Since 2009 the drug has been categorized in the US as a Schedule II Controlled Substance with ACSCN 9780; in 2014 it was allocated a 17,500 kg aggregate manufacturing quota.

In 2010, Australia made tapentadol a S8 controlled drug. The following year, tapentadol was classified as a Class A controlled drug in the United Kingdom, and was also placed under national control in Cyprus, Estonia, Finland, Greece, Latvia and Spain.

More recently, Canada made the opioid a Schedule I controlled drug, putting it in the same class as other prescription opioids such as morphine, fentanyl, tramadol, and heroin.
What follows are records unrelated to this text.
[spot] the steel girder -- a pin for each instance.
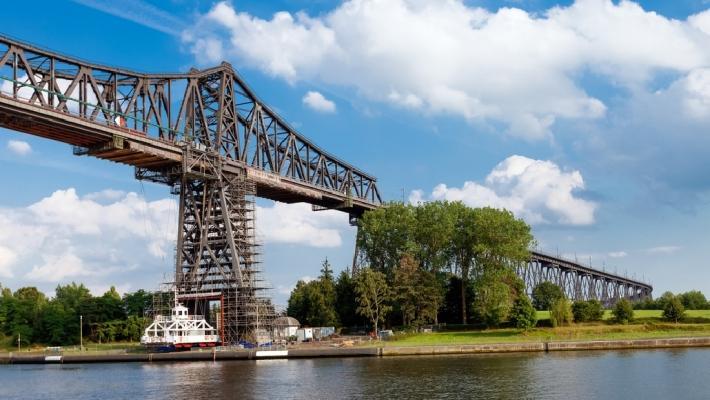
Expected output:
(212, 108)
(581, 282)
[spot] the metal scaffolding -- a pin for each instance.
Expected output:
(217, 267)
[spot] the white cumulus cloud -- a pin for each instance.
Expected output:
(536, 190)
(65, 236)
(299, 224)
(317, 102)
(19, 147)
(446, 57)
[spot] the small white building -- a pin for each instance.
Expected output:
(304, 334)
(285, 327)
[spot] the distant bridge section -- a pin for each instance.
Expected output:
(580, 282)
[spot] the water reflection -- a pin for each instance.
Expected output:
(652, 374)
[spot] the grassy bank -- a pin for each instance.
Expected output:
(647, 324)
(644, 315)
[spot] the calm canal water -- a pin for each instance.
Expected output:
(647, 375)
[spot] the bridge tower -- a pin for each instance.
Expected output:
(217, 257)
(208, 136)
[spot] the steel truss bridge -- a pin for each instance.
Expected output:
(580, 282)
(207, 135)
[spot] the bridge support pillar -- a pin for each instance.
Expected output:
(217, 259)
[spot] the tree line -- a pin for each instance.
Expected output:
(446, 262)
(435, 262)
(28, 314)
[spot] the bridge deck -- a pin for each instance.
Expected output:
(139, 150)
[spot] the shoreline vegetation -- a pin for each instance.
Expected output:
(648, 324)
(439, 273)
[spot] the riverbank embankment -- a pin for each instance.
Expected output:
(387, 351)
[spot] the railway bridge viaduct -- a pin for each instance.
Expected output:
(207, 136)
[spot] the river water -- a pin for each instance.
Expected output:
(640, 374)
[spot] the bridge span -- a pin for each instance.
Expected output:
(208, 136)
(205, 134)
(580, 282)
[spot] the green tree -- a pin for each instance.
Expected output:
(54, 324)
(587, 311)
(663, 300)
(493, 300)
(545, 294)
(309, 305)
(136, 303)
(693, 300)
(417, 292)
(623, 312)
(72, 296)
(451, 307)
(523, 314)
(25, 313)
(561, 312)
(346, 301)
(385, 235)
(463, 249)
(373, 296)
(674, 310)
(433, 230)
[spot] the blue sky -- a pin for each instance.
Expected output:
(589, 119)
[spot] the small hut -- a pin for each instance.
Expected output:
(285, 327)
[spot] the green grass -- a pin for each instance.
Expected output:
(647, 324)
(642, 314)
(576, 332)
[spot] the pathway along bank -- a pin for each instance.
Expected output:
(387, 351)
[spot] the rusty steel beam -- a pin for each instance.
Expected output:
(580, 282)
(86, 104)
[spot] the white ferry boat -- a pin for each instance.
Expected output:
(179, 331)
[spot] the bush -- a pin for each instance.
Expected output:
(674, 310)
(586, 311)
(523, 314)
(693, 300)
(545, 294)
(561, 312)
(623, 312)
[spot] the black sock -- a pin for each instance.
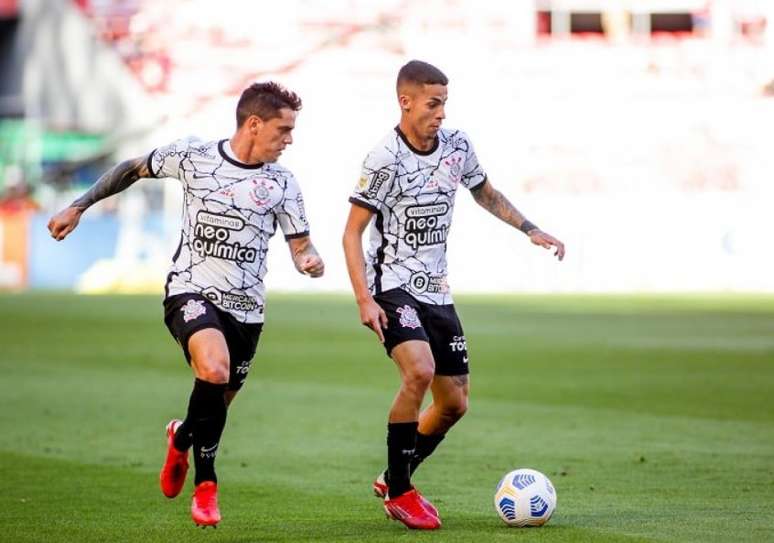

In India (except the state of Punjab), multiple brands of tapentadol remain available over the counter. Recent reports have suggested increasing tapentadol abuse and dependence in India, where users have improvised injections with 50 and 100 mg tablets. Furthermore, a large number of listings for tapentadol sourced from India can be found internationally on illicit marketplaces on the dark web. There have been several reports of tapentadol from Indian pharmacies being smuggled to the US, the EU, and Bangladesh, where they are distributed via the black market.

==Veterinary use==
Tapentadol has been demonstrated as a potentially effective analgesic in experimental studies however, further research is needed before it can be recommended for clinical use. Tapentadol is mainly metabolized as tapentadol-O-glucuronide in dogs and tapentadol-O-sulfate in cats. Intravenous, but not oral, administration has been shown to be effective in the dog, inducing sedation, salivation, ataxia, diarrhoea, and thermal antinociception. In cats intravenous, intramuscular, and subcutaenous administration has resulted in mild sedation and salivation. IV produced longer and greater sedation in the cat than IM and SC.